Translating bestsellers to the screen

by Michelle Gagnon

I stumbled across this piece the other day in the LA Times, which dovetailed perfectly with a conversation a friend and I had recently about the pros and cons of getting your novel optioned. Several current NY Times bestselling writers were virtually undiscovered until their book was made into a film (Douglas Preston and Lincoln Child with THE RELIC come to mind. On a side note: great book, terrible movie).

For many authors the possibility of having their work made into a film, whether the end result is a masterpiece or not, is the dream goal. Because if nothing else, the amount of free advertising garnered by a film release exponentially outpaces what most of us receive from our publisher’s marketing departments.
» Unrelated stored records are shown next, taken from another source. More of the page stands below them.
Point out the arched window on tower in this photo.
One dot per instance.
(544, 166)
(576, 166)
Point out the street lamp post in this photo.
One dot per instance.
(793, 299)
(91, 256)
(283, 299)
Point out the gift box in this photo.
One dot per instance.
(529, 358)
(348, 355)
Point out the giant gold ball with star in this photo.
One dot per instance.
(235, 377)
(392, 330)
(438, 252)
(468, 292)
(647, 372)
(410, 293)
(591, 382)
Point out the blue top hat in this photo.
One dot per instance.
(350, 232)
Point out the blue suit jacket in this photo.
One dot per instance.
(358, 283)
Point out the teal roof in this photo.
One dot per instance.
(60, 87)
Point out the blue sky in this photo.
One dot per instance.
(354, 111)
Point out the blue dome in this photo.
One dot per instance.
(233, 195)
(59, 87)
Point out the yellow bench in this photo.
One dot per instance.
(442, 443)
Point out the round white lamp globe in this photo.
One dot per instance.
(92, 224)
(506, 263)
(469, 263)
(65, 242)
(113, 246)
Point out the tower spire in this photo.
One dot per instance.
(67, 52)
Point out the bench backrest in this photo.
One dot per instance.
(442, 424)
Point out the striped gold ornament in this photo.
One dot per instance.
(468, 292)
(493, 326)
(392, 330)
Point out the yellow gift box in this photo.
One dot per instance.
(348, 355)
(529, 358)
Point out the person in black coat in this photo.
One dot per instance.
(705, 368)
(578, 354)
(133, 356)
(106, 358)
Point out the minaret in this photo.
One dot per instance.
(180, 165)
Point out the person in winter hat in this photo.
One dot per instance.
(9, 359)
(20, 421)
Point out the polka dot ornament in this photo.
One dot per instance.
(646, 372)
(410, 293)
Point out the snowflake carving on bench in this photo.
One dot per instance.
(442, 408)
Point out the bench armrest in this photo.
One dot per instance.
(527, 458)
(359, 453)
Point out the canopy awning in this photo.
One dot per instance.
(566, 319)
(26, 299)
Yet paradoxically, all too frequently a book that was a runaway bestseller on its own flops at the box office.
Why?

I can give a few examples. Let’s start with THE LOVELY BONES, hands down one of my favorite reads of the past several years. I thought the adroit manner with which Alice Sebold handled such a difficult storyline was absolutely astonishing. Having a murdered young girl watch her family deal with what happened from the vantage point of heaven could have been unbelievably trite, cliched, and painful to witness. Yet she was so skilled and deft with the story that it worked. It remains one of the only books I’ve ever read that moved me to tears.
When I heard that it was being made into a film, I recoiled. Even though the director was someone whose other work I loved. Because for me, this was a story that I’d experienced so viscerally on the page, nothing onscreen could match it. And so much of what Sebold accomplished had little to do with the actual story, and everything to do with the way in which she wrote it.

THE TIME TRAVELER’S WIFE is another example. Constructing a linear narrative via a plot that jumped back and forth through time, frequently showcasing different decades on the same page–that was simply astonishing. I became invested in the characters despite the fact that from the opening pages, I knew something terrible was going to happen. But did I want to see Eric Bana and Rachel McAdams as those characters? Not really. Again, they’re two actors whose work I generally enjoy. But it felt as though watching someone else’s interpretation of the book would taint a reading experience that was extremely cathartic for me.

The flip side of the coin is books that actually worked better onscreen. As I wrote in an earlier post, I was underwhelmed by THE GIRL WITH THE DRAGON TATTOO. Interesting characters and one interesting plotline (out of two), but any positives for me were lost in what appeared to be an unedited manuscript.
The screenwriter did the smart thing by focusing on the main storyline, eliminating unnecessary details, characters, and red herrings, and condensing it all into something that I thoroughly enjoyed.
Granted, it’s rare, but those few times that a filmmaker manages to improve upon a book, the end result is remarkable (I still think that the cinematic ending of ABOUT A BOY was superior to Hornby’s original). One of the listservs I frequent is currently engaged in a heated debate about the casting for the film version of Evanovich’s ONE FOR THE MONEY. Is Katherine Heigl the right actor to portray Stephanie Plum? She’s not what I imagined for that character, but given her comedic flair, she might surprise me. And how about Angelina Jolie as Kay Scarpetta? Apparently so far Cromwell’s fans are voting 10-1 against the casting. But is the issue that they think she’s wrong for the role, or that they just can’t imagine any actor matching what their imagination conjured up for that character?

So which books would you never want to see on the big screen? And conversely, which movies do you think in the end produced a superior experience?